San Francisco of the late 1970s and early- to mid-’80s was home to a thriving new music scene. In those days before the internet, local scenes existed somewhat independently of one another; if you read Trouser Press or New York Rocker, you might know a thing or two about what was going on musically elsewhere in the country (and beyond), but for the most part, what happened in [fill in the blank] stayed in [fill in the blank], even if you didn’t want it to.

That reality helps explain why Lloyds will be all but unknown to listeners who weren’t in the Bay Area during that period. They built a following, and even opened for Journey (as a photo in the package of this new set proves). The band’s sound was very much a mainstream new wave kind of character; the songs sound like they wold have fit neatly on any of Rhino’s retrospective DIY compilations.

“And That’s Why (I Don’t Like You)” has that propulsive, gleaming style that served so many early MTV-era acts so well. Peppy handclaps, stuttering guitar and an appealing lead vocal from the mononymous Lulu all should have added up to some kind of commercial breakthrough.
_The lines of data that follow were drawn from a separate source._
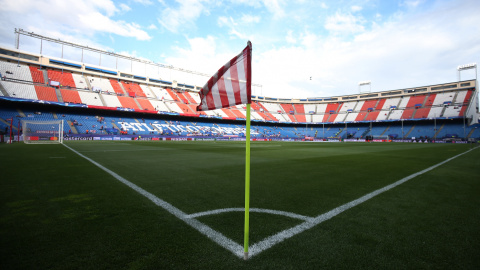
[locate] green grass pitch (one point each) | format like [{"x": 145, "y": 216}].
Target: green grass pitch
[{"x": 59, "y": 211}]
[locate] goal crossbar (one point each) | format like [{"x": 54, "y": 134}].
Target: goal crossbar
[{"x": 42, "y": 132}]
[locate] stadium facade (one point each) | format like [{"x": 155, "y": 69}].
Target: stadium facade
[{"x": 102, "y": 103}]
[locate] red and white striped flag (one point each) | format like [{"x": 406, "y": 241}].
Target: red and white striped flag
[{"x": 231, "y": 85}]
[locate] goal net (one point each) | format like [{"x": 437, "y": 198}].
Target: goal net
[{"x": 42, "y": 132}]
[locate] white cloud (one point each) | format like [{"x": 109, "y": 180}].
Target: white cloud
[
  {"x": 233, "y": 27},
  {"x": 344, "y": 23},
  {"x": 411, "y": 3},
  {"x": 184, "y": 16},
  {"x": 290, "y": 38},
  {"x": 356, "y": 8},
  {"x": 124, "y": 7},
  {"x": 50, "y": 16},
  {"x": 247, "y": 19},
  {"x": 144, "y": 2},
  {"x": 275, "y": 7}
]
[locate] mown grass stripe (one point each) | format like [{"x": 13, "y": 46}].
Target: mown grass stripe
[
  {"x": 270, "y": 241},
  {"x": 215, "y": 236}
]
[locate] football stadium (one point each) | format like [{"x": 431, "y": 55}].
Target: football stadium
[{"x": 103, "y": 168}]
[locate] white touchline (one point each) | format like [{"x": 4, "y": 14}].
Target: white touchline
[{"x": 270, "y": 241}]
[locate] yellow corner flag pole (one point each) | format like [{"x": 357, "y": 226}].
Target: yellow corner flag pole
[{"x": 247, "y": 185}]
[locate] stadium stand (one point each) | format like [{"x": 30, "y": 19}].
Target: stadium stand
[{"x": 387, "y": 111}]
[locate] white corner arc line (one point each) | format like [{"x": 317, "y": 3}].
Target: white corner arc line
[
  {"x": 215, "y": 236},
  {"x": 270, "y": 241},
  {"x": 252, "y": 210}
]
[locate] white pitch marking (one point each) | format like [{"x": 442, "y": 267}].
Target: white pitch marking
[
  {"x": 252, "y": 210},
  {"x": 217, "y": 237},
  {"x": 270, "y": 241}
]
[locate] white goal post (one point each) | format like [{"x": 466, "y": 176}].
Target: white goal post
[{"x": 42, "y": 132}]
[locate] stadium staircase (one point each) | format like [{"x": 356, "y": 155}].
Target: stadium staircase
[
  {"x": 123, "y": 89},
  {"x": 4, "y": 92},
  {"x": 410, "y": 131},
  {"x": 88, "y": 83},
  {"x": 45, "y": 76},
  {"x": 470, "y": 133},
  {"x": 385, "y": 131},
  {"x": 101, "y": 98},
  {"x": 154, "y": 127},
  {"x": 440, "y": 129},
  {"x": 59, "y": 95},
  {"x": 115, "y": 125},
  {"x": 366, "y": 132},
  {"x": 21, "y": 113},
  {"x": 72, "y": 127},
  {"x": 7, "y": 123},
  {"x": 138, "y": 104}
]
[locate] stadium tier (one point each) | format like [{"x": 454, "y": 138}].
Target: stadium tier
[{"x": 398, "y": 113}]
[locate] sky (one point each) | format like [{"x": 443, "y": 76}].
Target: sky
[{"x": 301, "y": 49}]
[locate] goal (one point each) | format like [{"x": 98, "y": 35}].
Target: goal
[{"x": 42, "y": 132}]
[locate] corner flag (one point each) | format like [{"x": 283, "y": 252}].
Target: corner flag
[{"x": 230, "y": 86}]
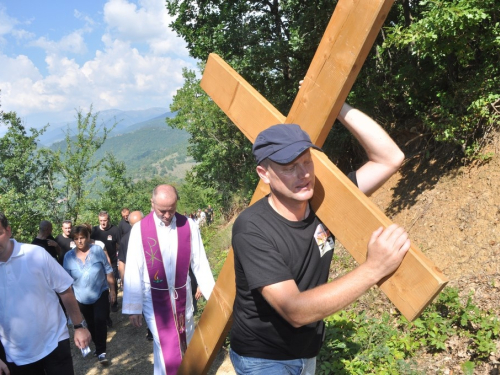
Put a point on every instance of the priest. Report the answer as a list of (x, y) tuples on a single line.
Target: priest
[(161, 248)]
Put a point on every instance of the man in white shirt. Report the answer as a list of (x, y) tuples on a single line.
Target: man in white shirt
[(33, 327), (160, 250)]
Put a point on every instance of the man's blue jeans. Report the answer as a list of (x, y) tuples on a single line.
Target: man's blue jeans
[(259, 366)]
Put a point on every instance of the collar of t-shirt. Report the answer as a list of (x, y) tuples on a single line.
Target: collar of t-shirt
[(16, 252)]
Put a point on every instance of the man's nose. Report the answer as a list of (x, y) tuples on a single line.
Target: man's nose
[(302, 171)]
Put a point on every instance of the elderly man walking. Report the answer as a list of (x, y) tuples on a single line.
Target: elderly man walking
[(157, 283)]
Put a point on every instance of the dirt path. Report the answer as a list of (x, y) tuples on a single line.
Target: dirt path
[(131, 353)]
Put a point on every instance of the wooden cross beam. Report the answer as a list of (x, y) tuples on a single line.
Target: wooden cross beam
[(345, 210)]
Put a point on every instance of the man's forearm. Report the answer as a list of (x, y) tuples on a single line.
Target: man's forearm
[(121, 270), (111, 282)]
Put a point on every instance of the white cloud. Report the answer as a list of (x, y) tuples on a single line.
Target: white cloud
[(7, 23), (148, 24), (122, 74), (73, 43)]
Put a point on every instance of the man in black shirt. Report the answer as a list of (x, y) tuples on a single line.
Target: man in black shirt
[(124, 226), (210, 214), (64, 239), (110, 236), (44, 239), (282, 251)]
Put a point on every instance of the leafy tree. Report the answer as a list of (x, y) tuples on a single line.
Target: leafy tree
[(77, 164), (270, 43), (116, 187), (223, 153), (27, 188), (435, 69)]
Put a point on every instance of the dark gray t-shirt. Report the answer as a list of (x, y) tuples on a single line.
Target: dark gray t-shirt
[(269, 249)]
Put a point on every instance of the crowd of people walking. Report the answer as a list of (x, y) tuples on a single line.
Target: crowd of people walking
[(73, 280)]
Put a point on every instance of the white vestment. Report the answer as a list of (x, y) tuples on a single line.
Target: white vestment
[(137, 288)]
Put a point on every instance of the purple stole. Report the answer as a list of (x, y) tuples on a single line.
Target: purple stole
[(171, 325)]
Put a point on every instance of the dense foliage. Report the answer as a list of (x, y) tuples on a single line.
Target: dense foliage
[(432, 73)]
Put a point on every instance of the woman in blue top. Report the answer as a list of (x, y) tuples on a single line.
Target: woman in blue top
[(94, 286)]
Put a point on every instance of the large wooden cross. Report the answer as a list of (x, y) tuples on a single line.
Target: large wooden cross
[(344, 209)]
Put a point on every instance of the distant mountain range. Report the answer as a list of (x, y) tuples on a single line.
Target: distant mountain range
[(123, 120), (141, 139)]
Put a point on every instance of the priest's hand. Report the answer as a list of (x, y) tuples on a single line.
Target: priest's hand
[(82, 337), (112, 297), (136, 320), (3, 368)]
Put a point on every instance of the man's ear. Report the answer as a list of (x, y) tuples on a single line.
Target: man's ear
[(262, 172)]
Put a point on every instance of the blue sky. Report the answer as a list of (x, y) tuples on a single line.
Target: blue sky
[(56, 56)]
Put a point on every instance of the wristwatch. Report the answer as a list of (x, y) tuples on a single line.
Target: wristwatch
[(83, 324)]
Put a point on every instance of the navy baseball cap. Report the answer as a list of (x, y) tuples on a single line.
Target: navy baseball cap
[(281, 143)]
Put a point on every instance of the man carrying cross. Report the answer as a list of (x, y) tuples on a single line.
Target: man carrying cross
[(282, 251), (161, 248)]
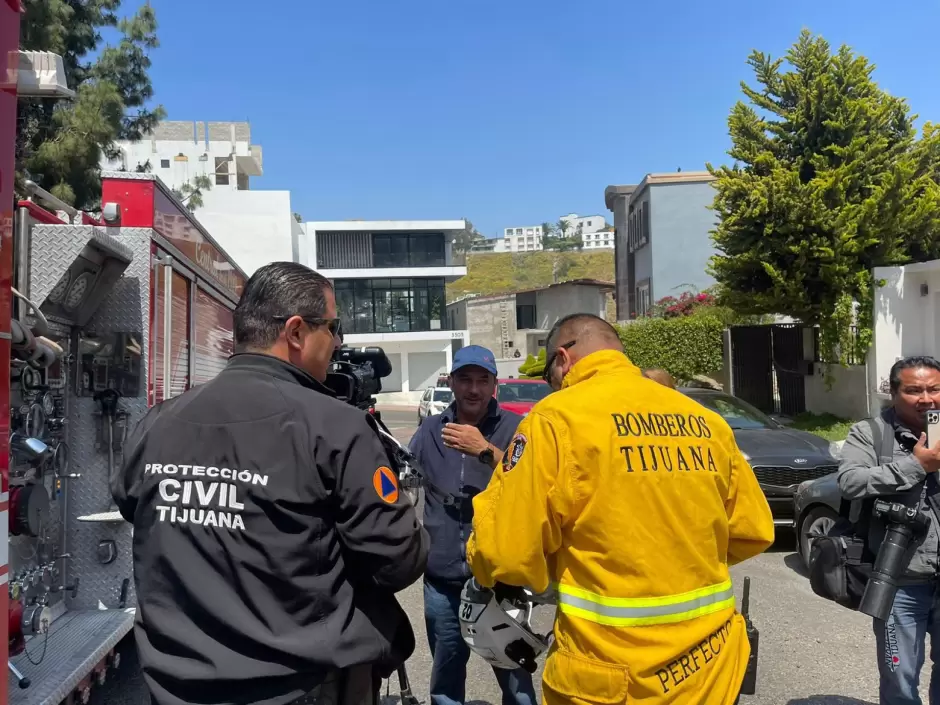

The band even self-produced the single, which demonstrates that they really knew what they were doing.

They had the material, too: as the new Liberation Hall compilation Attitude Check shows, Lloyds wrote their own material, and it’s solid of-its-time stuff. But during the band’s time together (1979-84), they seem to have only released one EP, a four-song 12” from 1984. Three of the titles on that record are included on this new set, but it’s not clear if they’re the same recordings. With a musical personality not miles away from Scandal, Lloyds should have caught on a bigger way.

In 2022, a vinyl album appeared. Let’s Go Lloyds! featured 13 studio tracks that showcased the group’s versatility and spirit. The songs are varied, with a tough, sassy feel buoyed by tight arrangements and ace production. Other than the occasional pig-squeal guitar lick on tunes like “Up on the Wire,” the sound is pretty timeless.

The entirety of that vinyl-only release is reprised on this new set, appended here by seven live tracks. Those onstage recordings are part of the Terry Hammer archive; Hammer expertly captured the sound and character of San Francisco’s new wave scene, mixing and broadcasting in real time on local radio. And he save the paes, providing an important service for Bay Area (and beyond) music lovers.

Hammer’s recordings strip away whatever studio polish the Bay Area might’ve had, documenting what they really sounded like. And in the case of Lloyds, their onstage sound was every bit the equal of those rocking studio tapes. Anyone who appreciates the no-filigree end of that era’s new wave scene will want to hear the studio cuts, and these live recordings help complete the picture.